Вереницы разноплеменных нянек потянулись через детскую, и английский, так же как и французский, русский и немецкий языки были впитаны ребенком с младенчества, причем ни одному из этих наречий не отдавалось особенного предпочтения. Правда, Александра Ивановна была убеждена, что каждый язык имеет свое предназначение, призван выражать какие-то определенные мысли, и лучше использовать его в сугубо утилитарном смысле. Так, например, о любви и о других подобных пустяках лучше говорить по-французски; нет ничего лучше русского языка, если хочешь поведать миру о своих горестях, утратах, несчастьях и бедах; для разговора о делах существует немецкий язык; ну, а к прислуге следует обращаться исключительно по-английски.
Поскольку у Николая не было других друзей, кроме детей слуг-китайцев, китайский стал для него таким же родным, как и другие языки, и у него вошло в привычку думать на этом языке, так как в детстве он больше всего боялся, что мать сможет прочитать его мысли, а китайского она не знала.
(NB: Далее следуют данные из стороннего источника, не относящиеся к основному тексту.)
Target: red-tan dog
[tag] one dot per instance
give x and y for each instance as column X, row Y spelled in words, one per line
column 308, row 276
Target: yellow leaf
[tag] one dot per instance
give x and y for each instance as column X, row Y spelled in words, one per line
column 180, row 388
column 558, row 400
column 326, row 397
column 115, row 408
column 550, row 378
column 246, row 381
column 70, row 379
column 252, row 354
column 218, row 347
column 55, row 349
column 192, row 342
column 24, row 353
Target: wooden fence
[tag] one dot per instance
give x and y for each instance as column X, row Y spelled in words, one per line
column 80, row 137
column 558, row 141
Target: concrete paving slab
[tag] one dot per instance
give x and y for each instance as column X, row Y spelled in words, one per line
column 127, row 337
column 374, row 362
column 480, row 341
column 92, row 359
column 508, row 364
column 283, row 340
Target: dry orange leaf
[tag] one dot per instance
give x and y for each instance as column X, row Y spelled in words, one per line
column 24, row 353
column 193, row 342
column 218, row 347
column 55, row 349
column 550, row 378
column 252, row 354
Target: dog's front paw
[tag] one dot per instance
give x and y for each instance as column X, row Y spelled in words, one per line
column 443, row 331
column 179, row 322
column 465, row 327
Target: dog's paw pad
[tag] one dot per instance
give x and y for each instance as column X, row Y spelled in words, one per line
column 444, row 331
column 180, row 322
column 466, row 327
Александра Ивановна считала, что в школах учатся только дети торговцев, поэтому обучение мальчика было доверено домашним преподавателям, которые сменяли друг друга, – все молодые, галантные и утонченные, все безраздельно преданные его матери. Когда Николай подрос и у него проявился интерес и довольно значительные способности к теоретической математике, его матери это не доставило никакой радости. Но когда очередной педагог заверил графиню, что теоретическая математика не имеет никакого практического применения и никак не связана с торговлей, она решила, что эта наука не помешает развитию ребенка.
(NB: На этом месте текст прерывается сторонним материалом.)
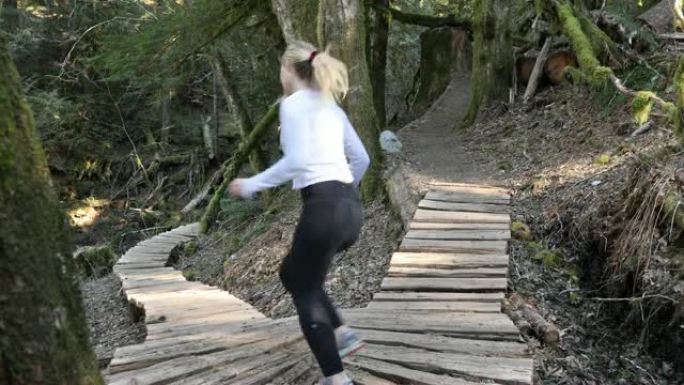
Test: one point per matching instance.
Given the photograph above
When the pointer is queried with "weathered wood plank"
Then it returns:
(423, 215)
(487, 325)
(444, 284)
(468, 207)
(434, 306)
(447, 344)
(510, 371)
(419, 272)
(362, 377)
(404, 375)
(475, 235)
(456, 197)
(438, 245)
(182, 367)
(438, 296)
(435, 260)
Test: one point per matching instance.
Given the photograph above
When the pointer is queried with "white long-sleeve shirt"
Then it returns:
(316, 138)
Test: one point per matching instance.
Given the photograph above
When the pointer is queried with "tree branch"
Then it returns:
(423, 20)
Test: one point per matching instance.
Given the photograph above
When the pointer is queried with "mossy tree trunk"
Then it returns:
(345, 31)
(341, 24)
(10, 15)
(379, 61)
(43, 334)
(444, 52)
(492, 56)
Уроками, на которых Николай постигал социальное устройство мира и которые приносили ему к тому же массу удовольствия, были его частые и тайные отлучки из дома, когда он, вместе с уличными мальчишками, блуждал по узким кривым переулкам и грязным, скрытым от посторонних глаз, дворам бурлящего, зловонного и шумного города. В свободном синем комбинезоне, точно таком же, какой носили все слуги-китайцы, да и вообще бедняки, в круглой шапочке, прикрывавшей его коротко остриженные волосы, он болтался по Шанхаю в одиночестве или в компании случайных друзей, чтобы потом, вернувшись домой, выслушивать бесконечные увещевания очередных гувернеров или подвергаться наказаниям; и то и другое он принимал с величайшим спокойствием, рассеянно глядя куда-то в пространство своими бутлочно-зелеными глазами, что неизменно вызывало ярость воспитателей.
На улицах Николай познавал мелодию этого города, созданного для себя в Поднебесной иноземцами, пришедшими с Запада. Он видел молодых чванливых британцев – “гриффинов”, недавно прибывших в Китай, надменно восседавших в колясках, куда были впряжены тощие, как скелеты, рикши – “бои”, как их тут называли, – чахоточные на вид, обливающиеся потом от непосильной работы и недоедания, в марлевых повязках, которые они должны были надевать, чтобы не оскорблять чувств европейских хозяев. Он видел жирных и угодливых богатых китайских арендаторов, сдающих беднякам мелкие участки земли и наживающихся за счет эксплуатации своего народа, которые по-обезьяньи копировали манеры и поведение своих хозяев с Запада. Получая барыши и набивая себе брюхо изысканными деликатесами, эти находили наибольшее удовольствие в том, чтобы срывать цветы невинности у двенадцати-, тринадцатилетних девочек, купленных в Ханчжоу или Сучжоу и сбываемых потом в бордели, открытые французами. Они удовлетворяли свою похоть самыми изощренными способами. Единственное, что могла сделать девушка, если хотела избежать такой судьбы, – это пойти на сцену, при условии, конечно, что она обладала актерским талантом; эта уловка помогала, и невинности ее лишали чуть позже.